For Pinkvilla, Goutham S stated, "The true soul of the movie became music composer Deepak Dev, who managed to create awe and excitement in every frame of the movie. His skills and reputation truly leave a lot more to be explored."

"Deepak Dev's music and background score enhance every scene, creating a pulsating atmosphere", said critic Pratyusha Sista, writing for Telangana Today. Anna Mathews of The Times of India felt "Deepak Dev's music perfectly matches the brilliantly visualised scenes; we get involved in Khureshi's quests and get a feel for the mood, thanks to this." Arjun Menon of Rediff too praised the soundtrack stating, "Deepak Dev's rousing, orchestral score is the perfect match for the stately, epic filmmaking that treats each narrative with similar attention." Sanjith Sidhardhan, a chief film critic at OTTplay, stated, "Just like Lucifer, Deepak Dev's songs 'Kadavule Pole' and 'Empuraane' play with a more frenetic tempo and succeed in sending the fans into a frenzy." Rohit Panikker, reviewing for Times Now, felt "The soundtrack by Deepak Dev has its ebbs and flow, where it offers some peak moments, sometimes feeling quite intrusive and wrongly-placed."

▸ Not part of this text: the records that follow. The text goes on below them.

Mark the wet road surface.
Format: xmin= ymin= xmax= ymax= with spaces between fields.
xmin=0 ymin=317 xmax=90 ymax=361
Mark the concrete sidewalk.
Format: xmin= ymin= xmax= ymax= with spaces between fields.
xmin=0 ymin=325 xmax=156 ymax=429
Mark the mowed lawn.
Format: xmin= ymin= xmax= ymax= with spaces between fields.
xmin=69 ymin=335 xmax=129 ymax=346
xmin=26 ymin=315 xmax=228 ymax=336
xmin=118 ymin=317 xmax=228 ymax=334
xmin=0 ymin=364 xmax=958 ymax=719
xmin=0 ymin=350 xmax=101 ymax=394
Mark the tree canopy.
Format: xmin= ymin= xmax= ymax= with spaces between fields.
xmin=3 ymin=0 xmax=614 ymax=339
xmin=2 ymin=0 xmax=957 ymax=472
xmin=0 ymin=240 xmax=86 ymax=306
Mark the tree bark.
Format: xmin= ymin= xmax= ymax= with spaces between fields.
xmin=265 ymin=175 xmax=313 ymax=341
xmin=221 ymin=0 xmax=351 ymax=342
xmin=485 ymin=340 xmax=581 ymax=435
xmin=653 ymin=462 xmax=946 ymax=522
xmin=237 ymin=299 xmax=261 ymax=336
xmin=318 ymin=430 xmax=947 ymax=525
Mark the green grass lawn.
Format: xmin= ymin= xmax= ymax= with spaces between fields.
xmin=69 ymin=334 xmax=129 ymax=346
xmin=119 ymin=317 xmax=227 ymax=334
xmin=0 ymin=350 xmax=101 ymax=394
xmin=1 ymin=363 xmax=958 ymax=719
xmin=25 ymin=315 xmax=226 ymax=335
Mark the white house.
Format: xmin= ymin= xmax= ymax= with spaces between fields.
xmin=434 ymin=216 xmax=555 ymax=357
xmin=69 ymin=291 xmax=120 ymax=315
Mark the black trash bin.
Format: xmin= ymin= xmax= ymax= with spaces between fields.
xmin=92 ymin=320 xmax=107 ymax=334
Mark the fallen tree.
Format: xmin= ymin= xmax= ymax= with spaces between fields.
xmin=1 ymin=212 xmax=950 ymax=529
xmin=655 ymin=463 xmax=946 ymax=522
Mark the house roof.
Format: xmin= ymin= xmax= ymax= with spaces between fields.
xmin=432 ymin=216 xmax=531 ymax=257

Bollywood Hungama wrote "Deepak Dev's music has no scope. 'Phir Zinda', however, is well-utilized. Deepak Dev's background score is powerful and elevates impact in several scenes." In his musical analysis, Anandu Suresh of The Indian Express concludes: "Stunt Silva's action choreography is underwhelming as well, though not as much as Deepak Dev's uninspired background score, which is one of the film's most glaring weaknesses. The absence of a truly electrifying score has significantly diminished Empuraans dramatic and massy impact."

=== Audience response ===
The music as well as the background score, without considering the movie itself, were negatively received by the audience.